Long Road Ahead For A Trade Deal, Says China After Trump-Xi Ice-Breaking Meeting


Long Road Ahead For A Trade Deal, Says China After Trump-Xi Ice-Breaking Meeting
There is a long road that the United States and China would be required to tread before both the parties would be able to achieve a trade deal, said Chinese state media, following the decision of the resumption of negotiations on trade talks between the two largest economies of the world to end the year long trade war after the meeting of US president Donald Trump and Chinese premier Xi Jinping earlier this week.
First initiated by Trump, the trade war has seen both countries imposing import tariffs on each others’ goods worth billions of dollars.
The two leaders met at the sidelines of the G20 summit held last week in Osaka, Japan. 

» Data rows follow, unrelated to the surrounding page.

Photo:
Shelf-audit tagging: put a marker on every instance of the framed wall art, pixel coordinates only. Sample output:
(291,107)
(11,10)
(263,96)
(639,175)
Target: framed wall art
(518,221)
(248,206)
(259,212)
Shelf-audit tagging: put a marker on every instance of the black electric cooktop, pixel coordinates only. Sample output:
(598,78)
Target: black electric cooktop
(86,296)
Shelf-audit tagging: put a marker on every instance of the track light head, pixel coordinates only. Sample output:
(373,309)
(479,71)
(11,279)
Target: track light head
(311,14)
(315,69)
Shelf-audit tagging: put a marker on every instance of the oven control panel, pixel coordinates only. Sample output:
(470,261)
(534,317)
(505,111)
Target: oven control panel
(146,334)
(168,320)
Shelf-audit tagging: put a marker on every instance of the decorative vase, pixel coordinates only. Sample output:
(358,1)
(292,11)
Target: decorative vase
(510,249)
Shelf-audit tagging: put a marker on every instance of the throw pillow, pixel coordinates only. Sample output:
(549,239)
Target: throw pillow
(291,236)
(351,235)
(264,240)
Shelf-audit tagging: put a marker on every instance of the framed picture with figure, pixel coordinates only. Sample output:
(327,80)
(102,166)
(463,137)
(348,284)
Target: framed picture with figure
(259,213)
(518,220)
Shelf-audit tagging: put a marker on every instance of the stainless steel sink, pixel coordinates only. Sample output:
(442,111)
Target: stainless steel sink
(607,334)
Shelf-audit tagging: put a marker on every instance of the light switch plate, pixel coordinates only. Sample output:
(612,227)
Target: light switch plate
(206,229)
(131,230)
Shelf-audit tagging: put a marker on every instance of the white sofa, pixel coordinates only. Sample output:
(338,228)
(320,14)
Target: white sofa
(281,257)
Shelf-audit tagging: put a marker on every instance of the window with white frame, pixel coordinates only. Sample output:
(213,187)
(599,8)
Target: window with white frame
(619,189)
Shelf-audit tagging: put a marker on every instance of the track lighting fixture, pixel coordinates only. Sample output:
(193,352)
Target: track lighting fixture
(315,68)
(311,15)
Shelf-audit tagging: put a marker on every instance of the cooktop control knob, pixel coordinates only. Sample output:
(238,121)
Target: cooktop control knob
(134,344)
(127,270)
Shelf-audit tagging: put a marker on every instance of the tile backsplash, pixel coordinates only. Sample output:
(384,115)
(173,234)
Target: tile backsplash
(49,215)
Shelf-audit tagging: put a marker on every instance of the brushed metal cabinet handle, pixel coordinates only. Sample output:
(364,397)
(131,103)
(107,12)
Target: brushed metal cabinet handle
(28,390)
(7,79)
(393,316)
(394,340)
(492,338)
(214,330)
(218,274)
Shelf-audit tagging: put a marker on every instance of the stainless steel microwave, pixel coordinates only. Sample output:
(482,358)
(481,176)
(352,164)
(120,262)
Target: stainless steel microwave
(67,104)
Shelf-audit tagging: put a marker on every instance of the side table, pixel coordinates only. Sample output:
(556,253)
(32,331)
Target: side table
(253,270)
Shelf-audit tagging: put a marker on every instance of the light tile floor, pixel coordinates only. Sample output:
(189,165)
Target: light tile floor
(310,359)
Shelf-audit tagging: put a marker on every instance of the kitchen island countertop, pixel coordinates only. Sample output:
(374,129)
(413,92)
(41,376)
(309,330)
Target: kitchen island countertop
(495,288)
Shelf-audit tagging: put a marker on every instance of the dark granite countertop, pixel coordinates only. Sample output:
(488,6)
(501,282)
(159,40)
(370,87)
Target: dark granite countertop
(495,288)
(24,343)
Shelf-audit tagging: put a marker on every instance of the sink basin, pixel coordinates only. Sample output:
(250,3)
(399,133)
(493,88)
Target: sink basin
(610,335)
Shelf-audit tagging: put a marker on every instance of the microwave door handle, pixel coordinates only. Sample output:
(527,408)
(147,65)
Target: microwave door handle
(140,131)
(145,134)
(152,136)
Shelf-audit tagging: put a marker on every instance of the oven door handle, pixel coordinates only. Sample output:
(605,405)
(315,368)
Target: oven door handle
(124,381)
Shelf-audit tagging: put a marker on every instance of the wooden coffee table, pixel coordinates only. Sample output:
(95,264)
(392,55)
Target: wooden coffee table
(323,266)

Despite the environment of positivity after the meeting, the official China Daily that is an English-language daily that is often used by Beijing to put its message out to the rest of the world, claimed that there is no guarantee of a trade deal even though the chances of achieving one is increased. "Even though Washington agreed to postpone levying additional tariffs on Chinese goods to make way for negotiations, and Trump even hinted at putting off decisions on Huawei until the end of negotiations, things are still very much up in the air," the newspaper said in an editorial late Saturday.
"Agreement on 90 percent of the issues has proved not to be enough, and with the remaining 10 percent where their fundamental differences reside, it is not going to be easy to reach a 100-percent consensus, since at this point, they remain widely apart even on the conceptual level."

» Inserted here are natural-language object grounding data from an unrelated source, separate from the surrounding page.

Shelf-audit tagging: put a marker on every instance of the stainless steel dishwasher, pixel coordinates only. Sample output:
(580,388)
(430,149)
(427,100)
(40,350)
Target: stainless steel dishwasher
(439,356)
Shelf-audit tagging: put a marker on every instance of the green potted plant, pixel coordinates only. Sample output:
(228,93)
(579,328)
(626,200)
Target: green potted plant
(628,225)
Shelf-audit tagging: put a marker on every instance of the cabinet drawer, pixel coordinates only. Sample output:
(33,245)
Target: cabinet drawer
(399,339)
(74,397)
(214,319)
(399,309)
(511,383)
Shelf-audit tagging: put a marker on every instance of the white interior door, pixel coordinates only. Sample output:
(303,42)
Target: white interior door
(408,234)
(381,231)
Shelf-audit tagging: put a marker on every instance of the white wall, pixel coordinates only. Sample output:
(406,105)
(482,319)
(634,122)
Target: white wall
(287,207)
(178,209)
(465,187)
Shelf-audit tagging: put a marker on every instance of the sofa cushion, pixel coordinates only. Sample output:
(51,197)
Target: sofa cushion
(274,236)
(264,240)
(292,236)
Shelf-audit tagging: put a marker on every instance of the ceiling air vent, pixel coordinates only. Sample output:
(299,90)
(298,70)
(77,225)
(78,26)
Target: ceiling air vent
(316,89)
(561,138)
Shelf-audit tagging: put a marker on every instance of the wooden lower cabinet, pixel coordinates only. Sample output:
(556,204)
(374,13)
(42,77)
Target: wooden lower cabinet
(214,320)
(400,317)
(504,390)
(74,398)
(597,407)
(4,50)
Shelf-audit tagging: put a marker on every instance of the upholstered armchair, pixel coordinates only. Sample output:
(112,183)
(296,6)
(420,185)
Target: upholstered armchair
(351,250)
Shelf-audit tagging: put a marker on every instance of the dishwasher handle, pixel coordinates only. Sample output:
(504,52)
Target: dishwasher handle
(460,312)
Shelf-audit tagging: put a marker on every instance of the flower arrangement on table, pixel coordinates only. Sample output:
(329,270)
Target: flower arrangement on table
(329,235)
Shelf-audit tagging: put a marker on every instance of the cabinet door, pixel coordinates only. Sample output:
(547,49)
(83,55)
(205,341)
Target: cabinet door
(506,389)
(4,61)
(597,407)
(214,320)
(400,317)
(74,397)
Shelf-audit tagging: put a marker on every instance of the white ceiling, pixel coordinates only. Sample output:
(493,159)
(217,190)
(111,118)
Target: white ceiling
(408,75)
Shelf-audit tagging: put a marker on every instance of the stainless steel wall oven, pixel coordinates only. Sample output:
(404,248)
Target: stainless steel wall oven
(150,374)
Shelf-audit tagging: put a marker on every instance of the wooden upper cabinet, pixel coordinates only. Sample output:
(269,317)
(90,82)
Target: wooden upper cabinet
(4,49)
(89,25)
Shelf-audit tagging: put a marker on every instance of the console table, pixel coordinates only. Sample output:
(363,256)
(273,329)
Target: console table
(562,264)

Reports said that Trump was also ready to make some concessions in the case of the Chinese tech giant Huawei Technologies Co, the largest manufacturer of telecom equipment and the second largest smartphone maker of the world, to Xi. The Chinese company was blacklisted in May by the US Commerce Department which effectively barred all American companies from doing any business or sharing any technology with Hiuawei. The Trump administration fears that the equipment of Huawei could be used by Chinese agencies to spy on the US and hence the company is a threat to national security.
The Xi-Trump meeting had sent a "positive signal" to the world, said a top diplomat of the Chinese government's, State Councillor Wang Yi, in his statement about G20 which was issued by the Chinese Foreign Ministry. Despite the existence of a host of issues between the two countries, there is confidence in China that if the consensus arrived at by the two leaders are followed, it would be possible to find a solution to the issues, said Wang. The diplomat added in the statement that a trade deal would also have to be based on of mutual respect.

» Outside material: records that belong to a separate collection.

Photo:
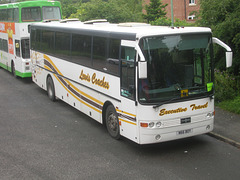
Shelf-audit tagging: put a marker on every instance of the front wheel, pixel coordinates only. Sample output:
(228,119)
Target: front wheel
(51,89)
(112,122)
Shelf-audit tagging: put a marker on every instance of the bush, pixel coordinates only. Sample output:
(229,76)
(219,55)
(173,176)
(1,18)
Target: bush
(226,86)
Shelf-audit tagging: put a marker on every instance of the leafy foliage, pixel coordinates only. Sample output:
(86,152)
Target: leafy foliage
(227,87)
(222,16)
(167,22)
(113,10)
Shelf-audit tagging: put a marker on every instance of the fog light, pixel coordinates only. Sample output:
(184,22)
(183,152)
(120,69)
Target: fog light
(157,137)
(151,124)
(158,124)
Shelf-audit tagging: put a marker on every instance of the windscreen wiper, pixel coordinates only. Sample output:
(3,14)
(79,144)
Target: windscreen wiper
(165,102)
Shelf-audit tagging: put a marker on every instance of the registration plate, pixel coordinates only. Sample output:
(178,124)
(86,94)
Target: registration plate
(186,131)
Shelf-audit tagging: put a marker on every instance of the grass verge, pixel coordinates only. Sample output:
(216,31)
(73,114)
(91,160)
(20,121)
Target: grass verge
(231,105)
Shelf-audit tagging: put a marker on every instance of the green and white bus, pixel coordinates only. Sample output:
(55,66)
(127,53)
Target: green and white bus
(147,83)
(14,37)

Trump's comments on Huawei, made at a more than hour-long news conference in Osaka following his sit-down with Xi, generated only a cautious welcome from China. The word "Huawei" was not mentioned at all in the top diplomat's appraisal of G20. Wang Xiaolong, the Foreign Ministry's special envoy of G20 affairs and head of the ministry's Department of International Economic Affairs, said if the United States does what it says on Huawei then China would of course welcome it.
In recent months, the position of China on the trade war and trade negotiations has become more rigid as the country has said that it would no longer be bullied into a trade deal and would fight out the trade war till the end. The United States was now aware that China was not going to give in, said Taoran Notes, an influential WeChat account run by China's Economic Daily. "We've said it before - communication and friction between China and the United States is a long-term, difficult and complex thing. Fighting then talking, fighting then talking, is the normal state of affairs," it said.